A UEFA reagiu dizendo que a FIFA cruzou uma “linha vermelha” ao suspender a punição automática durante a competição. Para a entidade europeia, a suspensão mínima após um cartão vermelho não deveria ser tratada como uma opção discricionária em meio ao torneio.

A federação belga também contestou a condução do caso. A Bélgica enfrenta os Estados Unidos nas oitavas e questionou a elegibilidade de Balogun para a partida, alegando falta de transparência e ausência de uma decisão fundamentada comunicada de forma adequada.

Trump, Infantino e o peso político da Copa

Trump disse que pediu a Infantino uma revisão porque considerou injusta a expulsão de Balogun. O presidente americano afirmou que não ordenou uma decisão específica à FIFA, mas defendeu que o lance não deveria resultar em punição para o jogo seguinte.

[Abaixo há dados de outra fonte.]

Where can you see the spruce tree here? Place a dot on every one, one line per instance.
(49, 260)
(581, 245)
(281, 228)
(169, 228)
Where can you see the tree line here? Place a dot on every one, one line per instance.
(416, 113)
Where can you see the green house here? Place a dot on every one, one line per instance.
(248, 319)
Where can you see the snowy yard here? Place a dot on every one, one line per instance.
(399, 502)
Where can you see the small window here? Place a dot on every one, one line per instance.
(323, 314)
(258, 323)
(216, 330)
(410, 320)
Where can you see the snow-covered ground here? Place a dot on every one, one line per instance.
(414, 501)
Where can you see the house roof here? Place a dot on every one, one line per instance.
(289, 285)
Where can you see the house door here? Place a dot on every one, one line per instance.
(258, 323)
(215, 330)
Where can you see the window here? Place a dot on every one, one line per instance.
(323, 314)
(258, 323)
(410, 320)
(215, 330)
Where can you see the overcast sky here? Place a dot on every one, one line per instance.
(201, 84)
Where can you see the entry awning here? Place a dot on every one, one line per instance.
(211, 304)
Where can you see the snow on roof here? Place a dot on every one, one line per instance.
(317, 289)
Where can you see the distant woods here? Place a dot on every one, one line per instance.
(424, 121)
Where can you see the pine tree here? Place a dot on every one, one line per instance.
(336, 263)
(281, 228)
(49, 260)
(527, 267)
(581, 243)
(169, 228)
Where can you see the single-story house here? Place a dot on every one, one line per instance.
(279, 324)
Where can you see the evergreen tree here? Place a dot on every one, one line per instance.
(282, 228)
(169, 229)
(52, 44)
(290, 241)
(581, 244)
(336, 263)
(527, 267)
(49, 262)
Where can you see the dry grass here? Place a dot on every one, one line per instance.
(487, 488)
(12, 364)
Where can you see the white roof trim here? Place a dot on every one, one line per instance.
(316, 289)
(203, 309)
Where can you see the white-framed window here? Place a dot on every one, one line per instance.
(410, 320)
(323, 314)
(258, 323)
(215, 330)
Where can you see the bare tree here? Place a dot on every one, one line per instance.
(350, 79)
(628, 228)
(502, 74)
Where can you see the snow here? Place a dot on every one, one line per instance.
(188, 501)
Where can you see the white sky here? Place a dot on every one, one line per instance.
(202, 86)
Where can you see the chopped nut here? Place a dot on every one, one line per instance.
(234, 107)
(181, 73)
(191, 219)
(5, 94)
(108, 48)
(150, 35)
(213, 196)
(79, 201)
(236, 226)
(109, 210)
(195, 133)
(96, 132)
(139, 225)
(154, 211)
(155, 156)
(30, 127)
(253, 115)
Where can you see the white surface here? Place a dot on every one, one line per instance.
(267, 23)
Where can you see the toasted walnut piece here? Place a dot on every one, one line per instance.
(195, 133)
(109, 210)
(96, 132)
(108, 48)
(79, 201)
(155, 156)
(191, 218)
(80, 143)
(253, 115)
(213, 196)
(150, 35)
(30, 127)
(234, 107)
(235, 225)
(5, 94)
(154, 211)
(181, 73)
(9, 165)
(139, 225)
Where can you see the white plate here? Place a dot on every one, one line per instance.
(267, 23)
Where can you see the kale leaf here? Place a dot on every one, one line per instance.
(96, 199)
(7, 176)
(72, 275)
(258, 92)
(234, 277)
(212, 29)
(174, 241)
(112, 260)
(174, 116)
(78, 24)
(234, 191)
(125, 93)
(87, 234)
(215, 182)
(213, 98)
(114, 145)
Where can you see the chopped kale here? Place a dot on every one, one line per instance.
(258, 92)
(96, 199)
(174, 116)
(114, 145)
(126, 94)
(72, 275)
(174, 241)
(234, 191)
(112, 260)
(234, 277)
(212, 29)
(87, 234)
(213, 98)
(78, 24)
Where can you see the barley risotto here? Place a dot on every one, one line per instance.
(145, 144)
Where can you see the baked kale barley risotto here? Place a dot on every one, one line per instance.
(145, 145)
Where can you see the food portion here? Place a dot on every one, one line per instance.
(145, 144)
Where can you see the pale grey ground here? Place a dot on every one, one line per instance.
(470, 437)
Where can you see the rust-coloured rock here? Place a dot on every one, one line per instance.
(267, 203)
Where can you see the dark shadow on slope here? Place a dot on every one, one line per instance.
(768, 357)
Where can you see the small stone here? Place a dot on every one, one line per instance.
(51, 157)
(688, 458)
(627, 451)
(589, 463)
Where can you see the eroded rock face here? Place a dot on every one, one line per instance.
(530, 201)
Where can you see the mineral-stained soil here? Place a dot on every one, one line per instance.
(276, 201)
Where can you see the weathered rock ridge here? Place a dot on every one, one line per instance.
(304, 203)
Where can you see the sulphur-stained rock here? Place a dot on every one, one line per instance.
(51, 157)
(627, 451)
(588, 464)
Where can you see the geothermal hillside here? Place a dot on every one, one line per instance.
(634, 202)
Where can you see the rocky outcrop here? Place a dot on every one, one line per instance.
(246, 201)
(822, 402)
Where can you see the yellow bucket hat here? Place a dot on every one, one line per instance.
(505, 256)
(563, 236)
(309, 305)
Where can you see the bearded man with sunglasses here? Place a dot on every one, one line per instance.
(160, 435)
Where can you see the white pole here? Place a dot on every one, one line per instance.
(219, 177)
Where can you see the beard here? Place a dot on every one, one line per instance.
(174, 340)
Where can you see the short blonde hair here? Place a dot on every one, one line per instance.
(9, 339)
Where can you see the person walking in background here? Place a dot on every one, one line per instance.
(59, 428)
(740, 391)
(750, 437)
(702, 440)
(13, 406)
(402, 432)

A fala ganhou peso porque os Estados Unidos são um dos países-sede da Copa de 2026, ao lado de México e Canadá. A relação pública entre Trump e Infantino já vinha sendo observada durante a organização do torneio, e o caso Balogun colocou a independência dos órgãos disciplinares da FIFA no centro da discussão.

A FIFA, por sua vez, sustenta que seus órgãos judiciais operam com autonomia e aplicam o Código Disciplinar de acordo com os regulamentos e os fatos de cada caso. A liberação de Balogun, porém, abriu uma disputa sobre consistência, precedentes e tratamento igualitário entre seleções.

Conexão com o Brasil

O caso também tem um componente brasileiro. O cartão vermelho foi aplicado pelo árbitro Raphael Claus, após revisão de vídeo. Trump criticou a arbitragem do lance, o que ampliou a repercussão para além da seleção americana e levou uma decisão tomada em campo por um árbitro brasileiro ao centro de uma disputa institucional na Copa.